What crash types are likely? Example crash types are rear-end, sideswipe, angle, off-road, and head-on collisions, and collisions involving cyclists and pedestrians. What is the likelihood of crashes? Likelihood is a function of probability (how likely is a design element to cause a crash) and exposure (how many vehicles will travel on the road segment having the risky design element)? For example, poor visibility may be provided for a left-turn movement (high probability), but the left turn may be associated with a very minor street with a low volume (low exposure). Probability and exposure are discussed further in the next slide. How severe are the crashes likely to be? Severity is usually described in terms of fatal, injury, or property-damage-only collisions, with the latter being the least severe. Several factors affect collision severity, including collision type (for example, rear-end collisions are usually less severe than angle collisions), speed (severity usually increases with speed), and user type (pedestrian and cyclist collisions are often severe). For post-construction audits, responses to the last three questions concerning crashes can be quantified on the basis of actual collision history. When looking at collision history, pay particular attention to the time of the crashes (night-time/daytime, peak/off-peak periods, winter/summer, weekend/weekday), crash causes (as coded by the police), and crash location (in intersection, on approaches to the intersection, in particular lanes such as right-turn lane).

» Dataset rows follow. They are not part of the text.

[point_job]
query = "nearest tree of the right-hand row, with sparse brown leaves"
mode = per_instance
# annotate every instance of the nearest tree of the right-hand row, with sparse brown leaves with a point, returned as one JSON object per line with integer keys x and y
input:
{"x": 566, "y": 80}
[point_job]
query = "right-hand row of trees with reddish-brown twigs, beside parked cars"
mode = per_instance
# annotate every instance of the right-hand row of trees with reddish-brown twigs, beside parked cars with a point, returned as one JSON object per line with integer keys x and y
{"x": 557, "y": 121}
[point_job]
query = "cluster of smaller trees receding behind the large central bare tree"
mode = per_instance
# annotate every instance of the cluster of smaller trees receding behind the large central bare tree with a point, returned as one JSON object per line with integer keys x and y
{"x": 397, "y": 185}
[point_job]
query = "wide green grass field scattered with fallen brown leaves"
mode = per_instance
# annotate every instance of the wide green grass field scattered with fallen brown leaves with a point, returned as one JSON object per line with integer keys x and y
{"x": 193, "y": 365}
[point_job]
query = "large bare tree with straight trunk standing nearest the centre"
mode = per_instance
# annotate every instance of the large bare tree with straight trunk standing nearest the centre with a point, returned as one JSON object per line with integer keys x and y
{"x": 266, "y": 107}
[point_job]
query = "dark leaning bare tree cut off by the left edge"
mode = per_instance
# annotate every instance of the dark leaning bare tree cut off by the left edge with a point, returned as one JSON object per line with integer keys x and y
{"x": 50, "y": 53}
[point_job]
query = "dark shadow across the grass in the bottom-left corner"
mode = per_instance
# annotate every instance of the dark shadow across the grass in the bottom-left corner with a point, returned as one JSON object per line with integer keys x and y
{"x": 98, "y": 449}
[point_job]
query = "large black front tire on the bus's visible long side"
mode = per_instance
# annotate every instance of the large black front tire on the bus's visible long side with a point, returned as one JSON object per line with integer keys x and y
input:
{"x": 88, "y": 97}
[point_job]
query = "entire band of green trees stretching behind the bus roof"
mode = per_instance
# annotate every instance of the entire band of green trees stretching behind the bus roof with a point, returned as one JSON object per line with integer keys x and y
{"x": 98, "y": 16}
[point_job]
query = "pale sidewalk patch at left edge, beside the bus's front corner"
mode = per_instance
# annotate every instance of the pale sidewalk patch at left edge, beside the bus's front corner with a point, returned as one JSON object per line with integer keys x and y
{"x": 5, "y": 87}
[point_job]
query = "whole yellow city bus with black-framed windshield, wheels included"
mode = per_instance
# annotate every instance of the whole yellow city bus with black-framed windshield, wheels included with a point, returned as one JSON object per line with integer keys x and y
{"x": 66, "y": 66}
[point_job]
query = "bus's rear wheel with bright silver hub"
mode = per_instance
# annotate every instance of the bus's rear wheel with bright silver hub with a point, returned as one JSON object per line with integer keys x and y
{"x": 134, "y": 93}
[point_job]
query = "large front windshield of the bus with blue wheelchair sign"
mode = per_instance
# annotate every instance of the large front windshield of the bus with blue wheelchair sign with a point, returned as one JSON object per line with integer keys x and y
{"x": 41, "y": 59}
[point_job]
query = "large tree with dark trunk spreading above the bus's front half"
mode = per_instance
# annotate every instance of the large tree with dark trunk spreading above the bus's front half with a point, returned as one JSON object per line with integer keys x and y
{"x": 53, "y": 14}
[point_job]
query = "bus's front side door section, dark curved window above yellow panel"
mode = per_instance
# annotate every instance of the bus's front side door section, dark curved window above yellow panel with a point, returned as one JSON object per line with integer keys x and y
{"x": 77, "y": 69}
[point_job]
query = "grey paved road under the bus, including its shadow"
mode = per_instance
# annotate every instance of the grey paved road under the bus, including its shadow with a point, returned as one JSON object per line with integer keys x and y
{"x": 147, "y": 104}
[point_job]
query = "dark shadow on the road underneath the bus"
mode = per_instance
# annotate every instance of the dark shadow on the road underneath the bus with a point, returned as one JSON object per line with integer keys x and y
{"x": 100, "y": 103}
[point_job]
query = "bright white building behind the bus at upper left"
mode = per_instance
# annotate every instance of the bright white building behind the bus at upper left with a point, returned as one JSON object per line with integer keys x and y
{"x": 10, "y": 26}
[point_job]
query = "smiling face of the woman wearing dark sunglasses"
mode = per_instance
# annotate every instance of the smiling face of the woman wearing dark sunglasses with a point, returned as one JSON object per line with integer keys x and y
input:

Step 6: Present RSA findings to project owner and project team. The RSA team presents the findings of the audit (safety issues and suggested mitigation) to the project owner and project team. The presentation of findings may be written (RSA report) or verbal (presentation meeting) or both. Usually it is both.
The audit team issues a final report documenting the results of the RSA. The main contents of the RSA report are: a prioritized listing of the safety issues identified (illustrated with drawings or photographs where possible), suggestions for improvements. The organization of the RSA report, and examples of RSA reports, will be discussed later in this presentation. The report cover shown is for the audit that we will examine as a case study shortly.